Best way to not get addicted is to never try it in the first place.  I can watch with glee as my relative wealth grows considerably, but it's short-lived, knowing full well if things get bad I get swept along with the tides.  So, no, no impact on me since my monthly transportation budget is usually the cost of 2 round trip bus fares to the airport.

But here in Denver, the public transit is pretty good, and foreclosures(and our economy) are pretty bad.  There are noticeably more RTD riders than usual -- and most of them poor and ethnically diverse.  This is a bit distorted as a measurement, though, because the percentage of people using our transit system was originally so small that even 1% of trips being rerouted has a dramatic impact on ridership.

An informal census of parking lots, stoplights, and the traffic at the airport doesn't countenance any obvious divergence from normal behavior whatsoever.  I'm convinced significant demand destruction is an impossibility until prices get dramatically higher than this.  Demand is still up marginally(~0.5%) YoY, indicating some population/wealth growth and some decreased demand per capita, but China, India, and supply constraints are doing juuuust fine to make up the difference.

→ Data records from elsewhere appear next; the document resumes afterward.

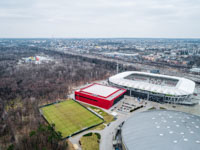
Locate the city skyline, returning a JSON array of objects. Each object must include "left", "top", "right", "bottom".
[{"left": 0, "top": 0, "right": 200, "bottom": 38}]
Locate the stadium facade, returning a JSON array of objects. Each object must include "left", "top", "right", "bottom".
[
  {"left": 108, "top": 71, "right": 195, "bottom": 104},
  {"left": 120, "top": 110, "right": 200, "bottom": 150},
  {"left": 75, "top": 83, "right": 126, "bottom": 109}
]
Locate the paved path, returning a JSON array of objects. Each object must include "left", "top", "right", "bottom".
[{"left": 69, "top": 105, "right": 152, "bottom": 150}]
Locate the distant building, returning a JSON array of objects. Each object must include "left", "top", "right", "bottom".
[
  {"left": 190, "top": 68, "right": 200, "bottom": 73},
  {"left": 108, "top": 71, "right": 195, "bottom": 104}
]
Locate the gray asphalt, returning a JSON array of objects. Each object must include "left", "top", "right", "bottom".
[{"left": 69, "top": 105, "right": 152, "bottom": 150}]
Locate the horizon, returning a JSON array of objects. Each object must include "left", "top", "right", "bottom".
[{"left": 0, "top": 0, "right": 200, "bottom": 39}]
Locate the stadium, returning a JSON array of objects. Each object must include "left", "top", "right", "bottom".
[
  {"left": 120, "top": 110, "right": 200, "bottom": 150},
  {"left": 108, "top": 71, "right": 195, "bottom": 105}
]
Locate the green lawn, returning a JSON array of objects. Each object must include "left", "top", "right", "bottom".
[{"left": 40, "top": 100, "right": 103, "bottom": 137}]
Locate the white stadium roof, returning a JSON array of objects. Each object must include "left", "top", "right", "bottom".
[{"left": 109, "top": 71, "right": 195, "bottom": 96}]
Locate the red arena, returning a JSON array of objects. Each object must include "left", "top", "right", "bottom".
[{"left": 75, "top": 83, "right": 126, "bottom": 109}]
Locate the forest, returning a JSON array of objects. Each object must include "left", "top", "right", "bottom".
[{"left": 0, "top": 45, "right": 135, "bottom": 150}]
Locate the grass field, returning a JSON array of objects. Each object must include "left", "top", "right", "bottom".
[
  {"left": 40, "top": 100, "right": 103, "bottom": 138},
  {"left": 80, "top": 133, "right": 99, "bottom": 150}
]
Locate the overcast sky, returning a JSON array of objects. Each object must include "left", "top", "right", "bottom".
[{"left": 0, "top": 0, "right": 200, "bottom": 38}]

You know those airplanes you fly on use oil too right?
Thank goodness it does, though only about 9% or so.  Believe me, if I end up with less business travel as a result of oil prices, I couldn't be happier, but it's just an expense of the companies so far.
???????????

Word salad.

Let me try again:

I am glad that airplanes consume oil, although only roughly nine percent of what comes out of any given barrel with current refining practices.  If oil prices continue to increase, I may not need to travel as much for my employment due to price constraints, but they do not affect me currently.  That would make me happy because I could stay home and live my life.

Oh, OK.

There are certain subversive anti-American websites where you can calculate your "energy footprint" and flying increases it immensely.

What I found interesting about the NYT article was that just about the only people who had curtailed their driving were the ones who were financially incapable of buying gasoline.  

Note that the  guy in the Pacific Northwest, who was trying to find a commuting partner to offset the cost of his 40 mile roundtrip commute, had zero responses to a Craiglist ad.

I suspect that this is, by and large, the pattern that we will see across the whole country.  You can pry their fingers away from their car keys when they can't afford to put gas in the tank.

Back to the Energy Tax idea:  let's tax energy consumption to pay for Social Security/Medicare, rather than taxing the wages of lower and middle income Americans.